Dibujo de Helga Weis


Un de los libros que más me impresionó sobre la Shoah, el Holocausto, fue La escritura o la vida, de Jorge Semprún. Sobre todo, porque me abrió el camino a otras lecturas relacionadas con el tema. Él mismo estuvo en el campo de concentración de Buchenwald. Aquí, además, entrevistó a un grupo de judíos que habían sido trasladados desde Auschwitz. Cuenta que cuando, con un compañero, Albert, un judío húngaro, buscaban supervivientes entre montones de cuerpos escucharon una voy débil entre los cadáveres: un moribundo recitaba el kaddish en yiddish (El kaddish es un panegírico a Dios, al que se le pide acelere la redención y la venida del Mesías.

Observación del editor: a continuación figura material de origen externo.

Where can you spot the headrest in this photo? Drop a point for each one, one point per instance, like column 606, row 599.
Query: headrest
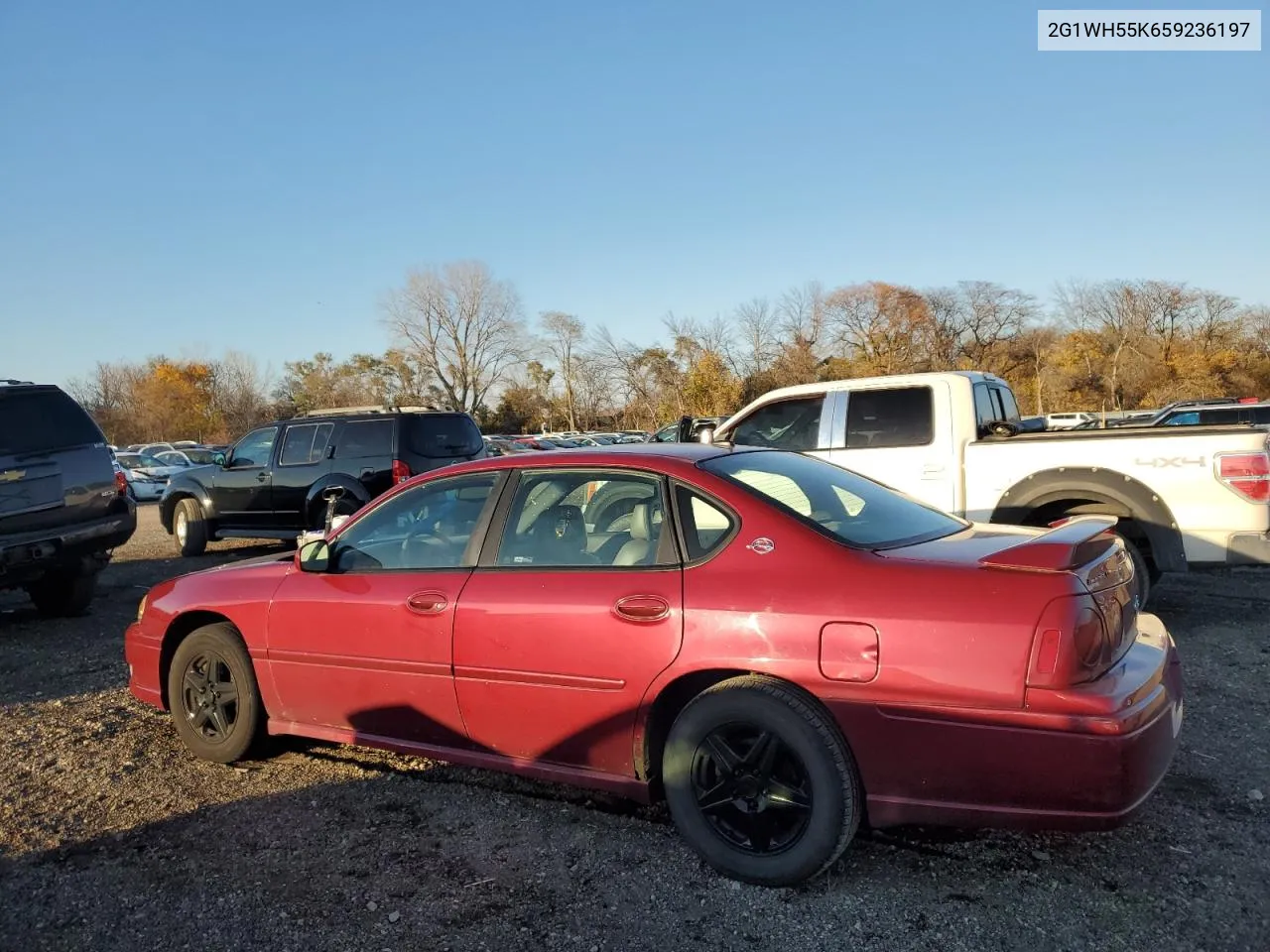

Es una plegaria que se reza en un grupo mínimo de diez hombres judíos. El quorum se conoce como minyan. El minyan para aquel kaddish lo constituían los cuerpos amontonados de decenas de judíos muertos. Hay otros kaddish como los de Allen Gingsberg o Maurice Ravel que me estremecen de forma distinta). Semprún me condujo a Primo Levi que logró sobrevivir en Auschwitz. He leído Si esto es un hombre que narra su experiencia en el campo. Me encantó Al final derroté a Hitler, Rubino Romeo Salmonì, que inspiró a Roberto Benigni a la hora de rodar la película La vida es bella. Y, claro, la Trilogía de la noche, de Eli Wiesel. Los cuatro autores citados (Semprun, Salmoni, Levi y Wiesel) tienen en común su condición de supervivientes de los campos. Y esa condición da fuerza a sus relatos y los diferencia de otros hechos desde la distancia creativa, por intensos, que sean estos últimos relatos. Y es que, además, como señalaba el historiador alemán Dietrich Schwanitz, "la imaginación humana se resiste a representarse en aquello que consignan conceptos como Shoah u Holocausto: el exterminio sistemático y febril de los judíos en campos de concentración como Auschwitz, Treblica, Magdanek o Sobibor. (...) Estos crímenes son tan horribles que resulta imposible concebirlos". Por ello solo aquellos que fueron víctimas y testigos pueden transmitir una fuerza, una carga dramática, que trasciende a la técnica literaria.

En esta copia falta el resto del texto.